El
desánimo se apoderó de él tan pronto la mujer le invitó a sentarse en la sala
de espera con aquella sonrisa desganada y ese soniquete acostumbrado a la
rutina. No lo conocía, pero el vestíbulo le recordó a otros muchos en los que
ya había estado, muy parecido al suyo propio, que ya no le importaba cruzar
cada mañana de camino a su despacho.
¡Qué
nefasta costumbre la de recuperar el regusto amargo de vivencias pasadas con
tan solo una pista, un pie minúsculo e insignificante! En cuanto estuvo sentado
en una de las sillas rojas dispuestas en varias filas frente a la recepción
acristalada donde haraganeaban las secretarias, se vio invadido por un
sentimiento largamente olvidado de destierro, abandono y fracaso.

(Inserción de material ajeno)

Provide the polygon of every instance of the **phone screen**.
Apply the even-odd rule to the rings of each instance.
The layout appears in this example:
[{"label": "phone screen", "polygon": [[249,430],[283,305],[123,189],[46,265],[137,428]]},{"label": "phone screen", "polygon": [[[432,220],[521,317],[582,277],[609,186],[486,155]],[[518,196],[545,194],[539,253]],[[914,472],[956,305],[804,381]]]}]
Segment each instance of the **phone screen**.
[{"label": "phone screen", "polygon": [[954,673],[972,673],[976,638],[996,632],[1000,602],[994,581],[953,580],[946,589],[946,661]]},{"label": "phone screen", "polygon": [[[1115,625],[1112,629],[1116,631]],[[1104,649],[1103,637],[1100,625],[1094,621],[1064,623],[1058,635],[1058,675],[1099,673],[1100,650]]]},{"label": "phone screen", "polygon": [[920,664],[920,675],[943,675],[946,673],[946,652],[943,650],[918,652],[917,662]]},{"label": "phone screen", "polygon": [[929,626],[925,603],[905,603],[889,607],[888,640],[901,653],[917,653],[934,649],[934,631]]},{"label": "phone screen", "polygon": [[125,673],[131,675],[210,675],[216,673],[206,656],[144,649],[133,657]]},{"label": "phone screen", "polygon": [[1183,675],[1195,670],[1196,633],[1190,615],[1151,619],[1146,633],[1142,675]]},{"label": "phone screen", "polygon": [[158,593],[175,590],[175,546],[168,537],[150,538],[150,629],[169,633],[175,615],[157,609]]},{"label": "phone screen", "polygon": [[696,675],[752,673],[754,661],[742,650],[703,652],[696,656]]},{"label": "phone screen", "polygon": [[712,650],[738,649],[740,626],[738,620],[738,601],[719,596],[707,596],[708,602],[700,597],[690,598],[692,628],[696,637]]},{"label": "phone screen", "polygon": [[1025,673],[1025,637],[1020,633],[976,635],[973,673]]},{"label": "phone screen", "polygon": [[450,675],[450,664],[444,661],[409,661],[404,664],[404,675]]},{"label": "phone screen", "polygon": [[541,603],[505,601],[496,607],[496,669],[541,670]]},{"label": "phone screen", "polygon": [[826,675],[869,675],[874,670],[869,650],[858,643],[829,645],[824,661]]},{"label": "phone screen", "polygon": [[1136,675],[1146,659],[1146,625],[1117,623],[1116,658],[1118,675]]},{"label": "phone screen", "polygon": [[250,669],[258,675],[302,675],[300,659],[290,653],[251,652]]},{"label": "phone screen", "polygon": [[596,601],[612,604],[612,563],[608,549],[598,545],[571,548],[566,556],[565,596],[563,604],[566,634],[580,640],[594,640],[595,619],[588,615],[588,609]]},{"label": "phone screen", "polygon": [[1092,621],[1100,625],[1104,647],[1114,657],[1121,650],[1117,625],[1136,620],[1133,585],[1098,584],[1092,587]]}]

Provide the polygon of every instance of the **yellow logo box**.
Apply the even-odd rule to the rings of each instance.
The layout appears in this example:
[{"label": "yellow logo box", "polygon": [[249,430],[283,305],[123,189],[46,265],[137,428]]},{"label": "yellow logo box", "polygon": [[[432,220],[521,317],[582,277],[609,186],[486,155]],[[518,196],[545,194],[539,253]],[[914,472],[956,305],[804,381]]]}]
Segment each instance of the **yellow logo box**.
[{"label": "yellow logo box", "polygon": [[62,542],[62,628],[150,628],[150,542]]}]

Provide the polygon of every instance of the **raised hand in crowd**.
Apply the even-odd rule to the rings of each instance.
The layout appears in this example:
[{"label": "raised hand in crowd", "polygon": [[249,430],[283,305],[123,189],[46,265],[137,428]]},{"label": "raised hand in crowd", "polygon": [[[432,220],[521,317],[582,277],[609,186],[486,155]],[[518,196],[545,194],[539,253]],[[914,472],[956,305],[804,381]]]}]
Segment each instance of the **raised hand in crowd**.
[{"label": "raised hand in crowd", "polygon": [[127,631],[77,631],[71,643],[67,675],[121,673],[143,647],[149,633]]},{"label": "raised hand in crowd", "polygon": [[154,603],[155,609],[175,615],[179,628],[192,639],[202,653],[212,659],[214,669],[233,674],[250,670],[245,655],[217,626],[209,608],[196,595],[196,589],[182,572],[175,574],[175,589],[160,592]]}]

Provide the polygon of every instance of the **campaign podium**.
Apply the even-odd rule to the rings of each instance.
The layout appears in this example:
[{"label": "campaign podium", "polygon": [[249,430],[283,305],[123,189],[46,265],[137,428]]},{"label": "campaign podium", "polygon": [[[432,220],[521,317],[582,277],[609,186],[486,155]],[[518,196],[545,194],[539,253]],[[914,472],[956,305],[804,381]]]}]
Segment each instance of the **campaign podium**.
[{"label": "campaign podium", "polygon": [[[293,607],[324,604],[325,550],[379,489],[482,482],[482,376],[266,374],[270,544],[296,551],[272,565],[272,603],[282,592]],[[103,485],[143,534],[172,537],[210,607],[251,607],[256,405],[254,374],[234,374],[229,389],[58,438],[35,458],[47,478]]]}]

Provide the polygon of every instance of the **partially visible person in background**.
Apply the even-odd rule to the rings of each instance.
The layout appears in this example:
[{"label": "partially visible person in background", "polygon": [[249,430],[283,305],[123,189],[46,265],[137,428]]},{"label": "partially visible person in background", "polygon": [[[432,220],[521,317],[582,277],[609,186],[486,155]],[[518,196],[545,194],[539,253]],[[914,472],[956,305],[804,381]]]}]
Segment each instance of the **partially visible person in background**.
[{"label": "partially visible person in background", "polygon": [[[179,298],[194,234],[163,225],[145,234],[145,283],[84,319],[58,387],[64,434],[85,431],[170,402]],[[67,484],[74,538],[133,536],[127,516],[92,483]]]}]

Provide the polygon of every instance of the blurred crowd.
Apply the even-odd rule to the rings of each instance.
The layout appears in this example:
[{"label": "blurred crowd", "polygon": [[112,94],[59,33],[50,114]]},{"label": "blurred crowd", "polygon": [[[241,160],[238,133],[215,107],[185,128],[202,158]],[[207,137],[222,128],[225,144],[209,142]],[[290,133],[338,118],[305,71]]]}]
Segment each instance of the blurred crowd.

De sobra
sabía que lo que le había llevado hasta allí distaba mucho de sus iniciales y
lamentables intentos por unirse a la empresa. Con los años, había alcanzado
cierta experiencia y la reunión de aquella tarde no suponía más que un mero
trámite burocrático. Pero no pudo evitar el mismo nudo del estómago y que el
corazón volviera a encogérsele en el pecho; no logró sujetar la digna altura de
sus hombros, ni la quietud honorable de sus manos, mientras su mirada se
despeñaba a los abismos de sus peores infiernos.
Algunos
rostros familiares cruzaron la estancia pero nadie pareció reconocerle,
envuelto como estaba en aquella crisálida aberrante, involutiva y, por un
instante creyó que iba a perderse para siempre.
Así
habría sucedido de no ser porque, por aquel entonces, él conocía una verdad
ajena a lugares y personas, innata, eterna y global que le hacía único y
omnipotente. En ese preciso instante pudo reconocer aquella fuerza en el ser
que era, pero también en aquel que fue, el que amenazaba con regresar. Muy
consciente, su cuerpo fue recuperando la apariencia de su gloria interior y
todo alrededor se puso a su servicio, como había de ser.